An Introduction to HDF5 in HPC Environments Supporting Materials Webinar

In this presentation, we introduce the concept and practices of data management based on HDF5. Our main goal is to let users with no previous HDF5 experience be productive in an HPC environment as quickly as possible. As a secondary goal, we want them to be aware of the resources that will let them take their mastery of HDF5 to the next level. Attendees with a working knowledge of C/C++, Fortran, or Python, plus basic MPI programming, will get the most out of this introduction.
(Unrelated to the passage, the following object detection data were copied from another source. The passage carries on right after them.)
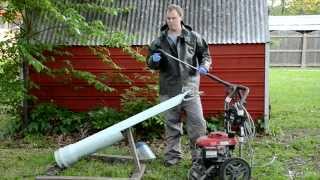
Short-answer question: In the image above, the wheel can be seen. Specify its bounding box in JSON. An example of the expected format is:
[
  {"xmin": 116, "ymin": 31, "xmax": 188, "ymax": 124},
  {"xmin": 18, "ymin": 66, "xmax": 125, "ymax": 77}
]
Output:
[
  {"xmin": 219, "ymin": 158, "xmax": 251, "ymax": 180},
  {"xmin": 188, "ymin": 163, "xmax": 206, "ymax": 180}
]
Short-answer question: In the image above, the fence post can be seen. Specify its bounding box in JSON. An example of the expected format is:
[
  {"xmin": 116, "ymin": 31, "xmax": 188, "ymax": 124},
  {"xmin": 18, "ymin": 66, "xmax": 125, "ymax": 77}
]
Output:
[{"xmin": 301, "ymin": 31, "xmax": 307, "ymax": 68}]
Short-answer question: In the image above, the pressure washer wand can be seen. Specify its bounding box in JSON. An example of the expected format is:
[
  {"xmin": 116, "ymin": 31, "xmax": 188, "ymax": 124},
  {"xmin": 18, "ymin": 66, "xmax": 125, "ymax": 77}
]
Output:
[{"xmin": 158, "ymin": 49, "xmax": 249, "ymax": 104}]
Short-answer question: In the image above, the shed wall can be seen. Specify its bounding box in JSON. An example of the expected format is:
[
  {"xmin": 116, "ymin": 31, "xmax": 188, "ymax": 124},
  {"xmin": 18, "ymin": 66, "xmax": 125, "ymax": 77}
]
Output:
[{"xmin": 31, "ymin": 44, "xmax": 265, "ymax": 119}]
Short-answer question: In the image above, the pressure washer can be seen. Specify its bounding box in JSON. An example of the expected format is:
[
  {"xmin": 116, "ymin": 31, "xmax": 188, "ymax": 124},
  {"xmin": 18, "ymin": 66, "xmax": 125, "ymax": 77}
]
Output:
[{"xmin": 158, "ymin": 49, "xmax": 255, "ymax": 180}]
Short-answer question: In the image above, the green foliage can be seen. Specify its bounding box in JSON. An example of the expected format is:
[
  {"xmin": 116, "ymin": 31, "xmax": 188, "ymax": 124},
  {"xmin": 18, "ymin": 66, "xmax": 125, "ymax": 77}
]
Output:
[
  {"xmin": 0, "ymin": 0, "xmax": 143, "ymax": 127},
  {"xmin": 26, "ymin": 103, "xmax": 85, "ymax": 134},
  {"xmin": 269, "ymin": 0, "xmax": 320, "ymax": 16},
  {"xmin": 88, "ymin": 107, "xmax": 123, "ymax": 130},
  {"xmin": 288, "ymin": 0, "xmax": 320, "ymax": 15}
]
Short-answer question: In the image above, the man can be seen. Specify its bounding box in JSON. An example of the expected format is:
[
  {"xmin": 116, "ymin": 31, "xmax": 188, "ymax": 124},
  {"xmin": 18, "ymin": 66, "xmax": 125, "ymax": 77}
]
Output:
[{"xmin": 147, "ymin": 4, "xmax": 211, "ymax": 166}]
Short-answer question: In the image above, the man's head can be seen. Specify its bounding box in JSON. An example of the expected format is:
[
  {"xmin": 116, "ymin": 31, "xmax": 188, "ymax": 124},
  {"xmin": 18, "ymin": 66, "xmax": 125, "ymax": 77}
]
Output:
[{"xmin": 166, "ymin": 4, "xmax": 183, "ymax": 31}]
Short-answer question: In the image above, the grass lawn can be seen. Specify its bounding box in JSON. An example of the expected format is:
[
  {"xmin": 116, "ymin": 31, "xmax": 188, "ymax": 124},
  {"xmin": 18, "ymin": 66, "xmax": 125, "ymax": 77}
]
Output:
[{"xmin": 0, "ymin": 68, "xmax": 320, "ymax": 180}]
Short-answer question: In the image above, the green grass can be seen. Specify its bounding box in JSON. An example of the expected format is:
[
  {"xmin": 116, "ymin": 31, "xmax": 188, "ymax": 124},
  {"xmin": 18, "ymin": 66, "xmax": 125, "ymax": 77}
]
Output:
[
  {"xmin": 0, "ymin": 68, "xmax": 320, "ymax": 180},
  {"xmin": 270, "ymin": 68, "xmax": 320, "ymax": 129}
]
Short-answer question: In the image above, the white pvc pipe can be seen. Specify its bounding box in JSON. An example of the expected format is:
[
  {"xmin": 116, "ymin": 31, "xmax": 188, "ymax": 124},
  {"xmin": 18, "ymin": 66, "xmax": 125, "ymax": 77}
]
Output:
[{"xmin": 54, "ymin": 91, "xmax": 190, "ymax": 168}]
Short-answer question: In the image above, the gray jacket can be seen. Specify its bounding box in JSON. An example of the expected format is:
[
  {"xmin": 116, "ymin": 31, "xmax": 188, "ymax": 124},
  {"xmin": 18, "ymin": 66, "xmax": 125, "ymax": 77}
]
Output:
[{"xmin": 147, "ymin": 23, "xmax": 211, "ymax": 97}]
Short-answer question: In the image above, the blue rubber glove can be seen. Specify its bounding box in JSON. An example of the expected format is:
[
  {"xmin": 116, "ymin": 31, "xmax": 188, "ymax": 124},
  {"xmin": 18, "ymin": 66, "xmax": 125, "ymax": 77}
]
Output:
[
  {"xmin": 151, "ymin": 53, "xmax": 161, "ymax": 62},
  {"xmin": 198, "ymin": 66, "xmax": 208, "ymax": 75}
]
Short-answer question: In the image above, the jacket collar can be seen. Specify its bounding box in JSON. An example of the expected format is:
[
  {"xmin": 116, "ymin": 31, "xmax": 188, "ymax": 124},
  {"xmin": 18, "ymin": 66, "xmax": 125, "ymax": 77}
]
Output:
[{"xmin": 160, "ymin": 21, "xmax": 192, "ymax": 37}]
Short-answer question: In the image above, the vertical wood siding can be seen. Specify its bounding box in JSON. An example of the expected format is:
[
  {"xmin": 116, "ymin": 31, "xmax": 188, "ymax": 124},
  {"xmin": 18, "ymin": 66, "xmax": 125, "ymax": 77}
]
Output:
[{"xmin": 31, "ymin": 44, "xmax": 265, "ymax": 119}]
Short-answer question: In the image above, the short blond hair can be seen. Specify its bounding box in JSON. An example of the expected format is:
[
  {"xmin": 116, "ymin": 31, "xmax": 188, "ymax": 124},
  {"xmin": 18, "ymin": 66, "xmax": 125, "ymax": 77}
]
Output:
[{"xmin": 166, "ymin": 4, "xmax": 183, "ymax": 18}]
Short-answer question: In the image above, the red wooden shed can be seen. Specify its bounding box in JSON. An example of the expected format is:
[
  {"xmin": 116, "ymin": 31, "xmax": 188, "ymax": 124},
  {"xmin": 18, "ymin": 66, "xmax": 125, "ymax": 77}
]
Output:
[{"xmin": 31, "ymin": 0, "xmax": 269, "ymax": 128}]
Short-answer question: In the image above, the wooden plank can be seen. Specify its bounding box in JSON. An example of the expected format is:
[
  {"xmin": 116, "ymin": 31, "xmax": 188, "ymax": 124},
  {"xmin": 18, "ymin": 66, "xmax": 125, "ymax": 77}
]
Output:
[{"xmin": 301, "ymin": 33, "xmax": 307, "ymax": 68}]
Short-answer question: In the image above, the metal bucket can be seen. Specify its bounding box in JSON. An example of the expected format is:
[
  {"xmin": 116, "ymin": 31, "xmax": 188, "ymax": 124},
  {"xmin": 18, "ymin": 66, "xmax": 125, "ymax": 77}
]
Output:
[{"xmin": 136, "ymin": 142, "xmax": 156, "ymax": 160}]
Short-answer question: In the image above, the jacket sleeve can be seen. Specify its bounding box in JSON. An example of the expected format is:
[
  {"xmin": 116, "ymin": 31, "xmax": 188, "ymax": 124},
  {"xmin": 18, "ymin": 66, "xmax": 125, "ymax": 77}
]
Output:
[
  {"xmin": 146, "ymin": 39, "xmax": 161, "ymax": 70},
  {"xmin": 196, "ymin": 34, "xmax": 212, "ymax": 70}
]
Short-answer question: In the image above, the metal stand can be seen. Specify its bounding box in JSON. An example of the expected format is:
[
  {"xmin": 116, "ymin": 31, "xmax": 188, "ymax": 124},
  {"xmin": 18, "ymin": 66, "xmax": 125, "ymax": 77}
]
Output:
[{"xmin": 36, "ymin": 128, "xmax": 146, "ymax": 180}]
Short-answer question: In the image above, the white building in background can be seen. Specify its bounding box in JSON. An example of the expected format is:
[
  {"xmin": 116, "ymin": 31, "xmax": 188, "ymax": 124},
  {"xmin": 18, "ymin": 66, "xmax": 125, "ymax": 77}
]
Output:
[{"xmin": 269, "ymin": 15, "xmax": 320, "ymax": 31}]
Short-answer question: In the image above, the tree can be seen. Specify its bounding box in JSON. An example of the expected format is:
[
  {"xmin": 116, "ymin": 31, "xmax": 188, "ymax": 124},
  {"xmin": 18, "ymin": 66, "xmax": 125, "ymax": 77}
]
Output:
[
  {"xmin": 0, "ymin": 0, "xmax": 143, "ymax": 126},
  {"xmin": 269, "ymin": 0, "xmax": 320, "ymax": 16}
]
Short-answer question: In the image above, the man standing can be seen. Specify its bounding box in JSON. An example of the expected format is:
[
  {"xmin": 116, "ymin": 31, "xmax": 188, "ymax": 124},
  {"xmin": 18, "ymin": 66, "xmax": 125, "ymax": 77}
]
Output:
[{"xmin": 147, "ymin": 4, "xmax": 211, "ymax": 166}]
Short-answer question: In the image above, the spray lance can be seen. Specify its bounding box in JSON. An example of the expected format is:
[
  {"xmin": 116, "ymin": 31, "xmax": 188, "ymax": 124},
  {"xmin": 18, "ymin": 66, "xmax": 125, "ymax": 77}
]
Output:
[{"xmin": 157, "ymin": 49, "xmax": 249, "ymax": 105}]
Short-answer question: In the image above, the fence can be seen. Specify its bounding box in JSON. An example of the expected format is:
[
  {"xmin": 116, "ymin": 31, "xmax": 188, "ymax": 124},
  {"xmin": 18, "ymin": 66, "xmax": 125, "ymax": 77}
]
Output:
[{"xmin": 270, "ymin": 31, "xmax": 320, "ymax": 67}]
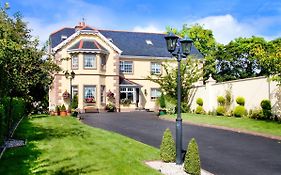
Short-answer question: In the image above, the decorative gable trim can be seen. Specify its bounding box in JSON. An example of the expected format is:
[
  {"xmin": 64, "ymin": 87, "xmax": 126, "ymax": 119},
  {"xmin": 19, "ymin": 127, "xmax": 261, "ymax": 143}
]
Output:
[{"xmin": 52, "ymin": 30, "xmax": 122, "ymax": 55}]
We have organized this presentation into five sections. We begin with a few motivating examples and heuristics for mapping between ideas and their manifestations in storage structures. We will mention viable solutions without the use of HDF5, but point out their “atomistic” character as opposed to HDF5’s holistic approach. We then show the fastest known path, in terms of user effort /and/ run time, to transform in-memory structures into bytes in storage. Having seen HDF5 in action, we take a step back to reflect on our initial problem set and what HDF5 has to offer. We then make the transition into “proper” HPC with parallel HDF5. We will discuss the inevitable challenges of an environment in which there are many more moving parts above and below the HDF5 library. It’s all about finding balance, and we will present a few proven techniques without which no user of HDF5 should be.

In the last section of this presentation, we will survey the supporting ecosystem around HDF5 and preview the intermediate topics that will be covered in a future event.